Technique: Now that the kids have finished Brainstorming without criticism or evaluating, it's time for Mulling-over. This is the time to compare all the solutions they've come up with and to begin negotiating about them. If kids have objections, they should be encouraged to state respectfully what they don't like about someone else's suggestion, or to say how they would tweak it to make it more acceptable. (You may have to refer back to the ground rules to keep things civil.)

Something cool to watch for: you may notice that some hybridizing happens during negotiations, especially in cases where there are a lot of options on the table.  Kids are very nimble thinkers. They may take the front end of one idea and hook it on to the back end of another. Once that happens, they may really have something!  The rewards of respectful negotiation should be pretty apparent at this point.

Tip: Here you can sometimes help if you notice that Party #1 wants such-and-such but still hasn't put anything on the table as a concession. You can gently probe to see if Party #2 needs or wants something in return.
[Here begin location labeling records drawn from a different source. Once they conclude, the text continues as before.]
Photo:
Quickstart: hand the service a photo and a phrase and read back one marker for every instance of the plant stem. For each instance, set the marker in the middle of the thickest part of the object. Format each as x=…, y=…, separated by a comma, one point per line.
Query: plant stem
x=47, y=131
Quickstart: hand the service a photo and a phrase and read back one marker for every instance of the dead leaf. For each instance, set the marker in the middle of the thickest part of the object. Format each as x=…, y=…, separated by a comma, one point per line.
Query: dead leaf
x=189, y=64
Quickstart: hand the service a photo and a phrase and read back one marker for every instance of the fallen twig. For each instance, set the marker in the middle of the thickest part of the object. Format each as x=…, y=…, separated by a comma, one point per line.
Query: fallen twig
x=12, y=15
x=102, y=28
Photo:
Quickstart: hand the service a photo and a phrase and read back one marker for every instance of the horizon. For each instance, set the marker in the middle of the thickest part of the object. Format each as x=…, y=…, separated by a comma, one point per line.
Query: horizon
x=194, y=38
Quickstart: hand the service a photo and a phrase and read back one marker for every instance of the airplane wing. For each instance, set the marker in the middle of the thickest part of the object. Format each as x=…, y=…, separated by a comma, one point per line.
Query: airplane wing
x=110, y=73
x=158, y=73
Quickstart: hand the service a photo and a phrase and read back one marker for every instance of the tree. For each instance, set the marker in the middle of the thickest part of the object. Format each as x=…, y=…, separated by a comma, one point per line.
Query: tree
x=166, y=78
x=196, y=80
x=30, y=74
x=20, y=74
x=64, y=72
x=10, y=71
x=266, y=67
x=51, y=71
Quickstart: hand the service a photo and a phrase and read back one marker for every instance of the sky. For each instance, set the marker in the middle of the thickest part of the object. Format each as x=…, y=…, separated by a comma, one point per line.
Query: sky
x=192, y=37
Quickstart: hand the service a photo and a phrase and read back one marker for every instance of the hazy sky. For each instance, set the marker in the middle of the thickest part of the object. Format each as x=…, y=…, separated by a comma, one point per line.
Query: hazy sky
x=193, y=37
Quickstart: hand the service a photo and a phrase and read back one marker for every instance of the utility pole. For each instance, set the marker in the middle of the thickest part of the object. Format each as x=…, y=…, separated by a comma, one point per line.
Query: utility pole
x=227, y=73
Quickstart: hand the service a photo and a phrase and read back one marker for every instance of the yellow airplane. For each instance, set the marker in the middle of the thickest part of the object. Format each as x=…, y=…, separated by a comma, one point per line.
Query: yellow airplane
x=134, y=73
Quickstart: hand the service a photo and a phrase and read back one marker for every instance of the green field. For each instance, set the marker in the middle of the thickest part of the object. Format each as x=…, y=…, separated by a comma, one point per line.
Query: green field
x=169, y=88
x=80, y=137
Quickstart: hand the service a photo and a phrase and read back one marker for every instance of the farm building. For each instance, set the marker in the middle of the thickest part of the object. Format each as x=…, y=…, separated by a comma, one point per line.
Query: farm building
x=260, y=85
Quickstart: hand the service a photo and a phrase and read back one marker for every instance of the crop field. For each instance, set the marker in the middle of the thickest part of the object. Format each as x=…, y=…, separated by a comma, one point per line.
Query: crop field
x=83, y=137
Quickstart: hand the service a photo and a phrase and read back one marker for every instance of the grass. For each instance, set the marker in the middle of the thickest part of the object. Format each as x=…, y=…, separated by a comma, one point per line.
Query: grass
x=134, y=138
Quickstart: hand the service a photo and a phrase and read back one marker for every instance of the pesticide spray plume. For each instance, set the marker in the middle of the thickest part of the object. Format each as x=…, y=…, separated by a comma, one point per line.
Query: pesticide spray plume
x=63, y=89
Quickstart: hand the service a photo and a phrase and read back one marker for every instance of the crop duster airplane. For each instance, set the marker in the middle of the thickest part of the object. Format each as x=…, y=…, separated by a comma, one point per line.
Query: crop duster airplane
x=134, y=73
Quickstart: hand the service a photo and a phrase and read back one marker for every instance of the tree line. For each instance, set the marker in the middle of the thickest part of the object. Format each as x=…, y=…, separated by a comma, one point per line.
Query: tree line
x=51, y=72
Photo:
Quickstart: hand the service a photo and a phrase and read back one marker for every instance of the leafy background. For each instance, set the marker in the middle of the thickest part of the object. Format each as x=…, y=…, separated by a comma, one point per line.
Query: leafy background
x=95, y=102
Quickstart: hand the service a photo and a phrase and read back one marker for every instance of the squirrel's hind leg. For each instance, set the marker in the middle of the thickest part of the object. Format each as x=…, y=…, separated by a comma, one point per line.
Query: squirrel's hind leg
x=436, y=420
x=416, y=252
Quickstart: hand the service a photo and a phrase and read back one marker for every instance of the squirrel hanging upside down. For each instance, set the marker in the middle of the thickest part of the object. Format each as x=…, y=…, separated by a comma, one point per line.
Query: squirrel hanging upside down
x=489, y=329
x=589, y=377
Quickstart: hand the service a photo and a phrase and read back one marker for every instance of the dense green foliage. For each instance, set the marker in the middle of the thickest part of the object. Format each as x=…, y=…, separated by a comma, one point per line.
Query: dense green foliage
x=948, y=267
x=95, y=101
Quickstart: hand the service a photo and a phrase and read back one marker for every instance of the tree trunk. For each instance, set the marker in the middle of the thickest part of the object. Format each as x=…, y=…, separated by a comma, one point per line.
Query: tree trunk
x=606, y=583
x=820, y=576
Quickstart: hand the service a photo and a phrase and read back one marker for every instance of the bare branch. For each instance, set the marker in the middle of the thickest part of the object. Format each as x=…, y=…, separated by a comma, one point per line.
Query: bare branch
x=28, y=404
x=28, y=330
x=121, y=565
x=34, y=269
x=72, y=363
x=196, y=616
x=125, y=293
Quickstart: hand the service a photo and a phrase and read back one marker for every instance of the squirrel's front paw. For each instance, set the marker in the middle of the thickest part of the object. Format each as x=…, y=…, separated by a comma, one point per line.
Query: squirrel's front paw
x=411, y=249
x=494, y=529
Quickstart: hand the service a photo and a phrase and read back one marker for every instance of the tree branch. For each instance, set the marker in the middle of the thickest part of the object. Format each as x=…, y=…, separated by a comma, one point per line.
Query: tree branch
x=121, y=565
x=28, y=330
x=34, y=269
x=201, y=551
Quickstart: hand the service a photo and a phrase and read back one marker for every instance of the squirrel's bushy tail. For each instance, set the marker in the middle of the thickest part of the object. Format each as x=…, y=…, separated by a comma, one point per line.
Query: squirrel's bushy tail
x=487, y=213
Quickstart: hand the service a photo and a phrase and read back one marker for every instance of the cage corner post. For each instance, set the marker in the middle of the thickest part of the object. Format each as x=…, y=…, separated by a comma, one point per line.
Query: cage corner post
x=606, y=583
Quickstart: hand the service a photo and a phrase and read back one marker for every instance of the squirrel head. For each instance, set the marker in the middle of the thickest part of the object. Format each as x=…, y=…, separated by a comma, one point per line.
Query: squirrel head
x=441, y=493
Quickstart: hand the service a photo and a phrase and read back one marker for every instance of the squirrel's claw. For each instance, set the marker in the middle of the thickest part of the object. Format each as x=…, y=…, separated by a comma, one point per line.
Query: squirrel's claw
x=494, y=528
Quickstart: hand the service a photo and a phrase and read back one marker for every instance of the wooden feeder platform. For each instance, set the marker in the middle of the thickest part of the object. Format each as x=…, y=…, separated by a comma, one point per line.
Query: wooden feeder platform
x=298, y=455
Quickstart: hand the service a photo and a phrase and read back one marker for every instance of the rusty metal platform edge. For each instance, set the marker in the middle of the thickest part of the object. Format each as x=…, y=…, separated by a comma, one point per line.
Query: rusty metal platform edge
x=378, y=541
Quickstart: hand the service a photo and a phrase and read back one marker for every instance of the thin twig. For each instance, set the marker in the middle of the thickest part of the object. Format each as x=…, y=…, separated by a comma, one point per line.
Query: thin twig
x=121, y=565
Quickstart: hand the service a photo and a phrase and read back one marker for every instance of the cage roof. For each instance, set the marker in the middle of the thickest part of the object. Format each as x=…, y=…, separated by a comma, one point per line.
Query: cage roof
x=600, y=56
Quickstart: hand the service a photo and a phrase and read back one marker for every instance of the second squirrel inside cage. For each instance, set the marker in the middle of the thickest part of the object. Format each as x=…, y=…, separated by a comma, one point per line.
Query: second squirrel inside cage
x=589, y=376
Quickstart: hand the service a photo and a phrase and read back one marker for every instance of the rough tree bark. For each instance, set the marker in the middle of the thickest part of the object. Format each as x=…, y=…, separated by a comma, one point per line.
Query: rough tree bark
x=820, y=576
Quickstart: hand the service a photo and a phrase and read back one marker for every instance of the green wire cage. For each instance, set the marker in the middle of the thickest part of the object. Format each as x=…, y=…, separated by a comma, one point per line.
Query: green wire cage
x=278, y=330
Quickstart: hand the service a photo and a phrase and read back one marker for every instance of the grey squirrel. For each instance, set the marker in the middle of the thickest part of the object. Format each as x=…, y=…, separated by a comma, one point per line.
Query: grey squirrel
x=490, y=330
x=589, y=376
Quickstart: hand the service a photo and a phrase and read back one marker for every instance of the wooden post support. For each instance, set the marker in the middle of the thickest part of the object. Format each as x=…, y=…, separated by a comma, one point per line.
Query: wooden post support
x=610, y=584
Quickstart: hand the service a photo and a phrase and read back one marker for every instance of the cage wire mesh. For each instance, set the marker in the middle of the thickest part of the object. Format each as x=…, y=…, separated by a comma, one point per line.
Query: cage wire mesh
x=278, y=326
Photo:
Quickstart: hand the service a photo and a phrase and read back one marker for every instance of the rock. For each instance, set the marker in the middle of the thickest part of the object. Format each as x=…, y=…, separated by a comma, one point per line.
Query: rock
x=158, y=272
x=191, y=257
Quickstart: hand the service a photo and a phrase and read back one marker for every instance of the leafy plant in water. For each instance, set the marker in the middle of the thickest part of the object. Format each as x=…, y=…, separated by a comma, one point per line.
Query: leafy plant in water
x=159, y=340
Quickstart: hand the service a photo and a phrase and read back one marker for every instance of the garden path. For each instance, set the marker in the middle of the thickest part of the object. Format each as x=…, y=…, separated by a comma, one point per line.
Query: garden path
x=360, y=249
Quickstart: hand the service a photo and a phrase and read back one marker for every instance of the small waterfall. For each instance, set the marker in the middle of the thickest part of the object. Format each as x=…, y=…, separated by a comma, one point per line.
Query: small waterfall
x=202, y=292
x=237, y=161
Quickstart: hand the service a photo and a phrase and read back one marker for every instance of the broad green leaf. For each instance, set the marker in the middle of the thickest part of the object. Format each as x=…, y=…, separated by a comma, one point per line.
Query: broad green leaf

Often an idea that sounded terrible five minutes ago starts to sound pretty good if it's accompanied by something of value in exchange. And “something of value” may not be anything material. It could be a compliment...an apology...an offer of help with something.

Q: Dear Susie – I was kind of surprised to see that my older child had trouble during Brainstorming. I thought she would be the one with all the ideas. Instead, my younger one, who is usually less verbal, was on fire with solutions and suggestions. This seemed to make the older one grumpy and a little shut-down.

A: Dear Parent – I say give it time. Mediation is a great setup for getting to know your children better (as well as a way for them to get to know each other better.) If I had to guess, I'd bet that your older child has a harder time with change and new situations. This whole “mediation thing” caught her off guard. It sounds like your younger child greets new situations with enthusiasm, jumping in with both feet! It may take your older one a little time and practice to get comfortable mediating. Be sure to thank them for hanging in there, and for their hard work -- even if the results aren't yet dazzling.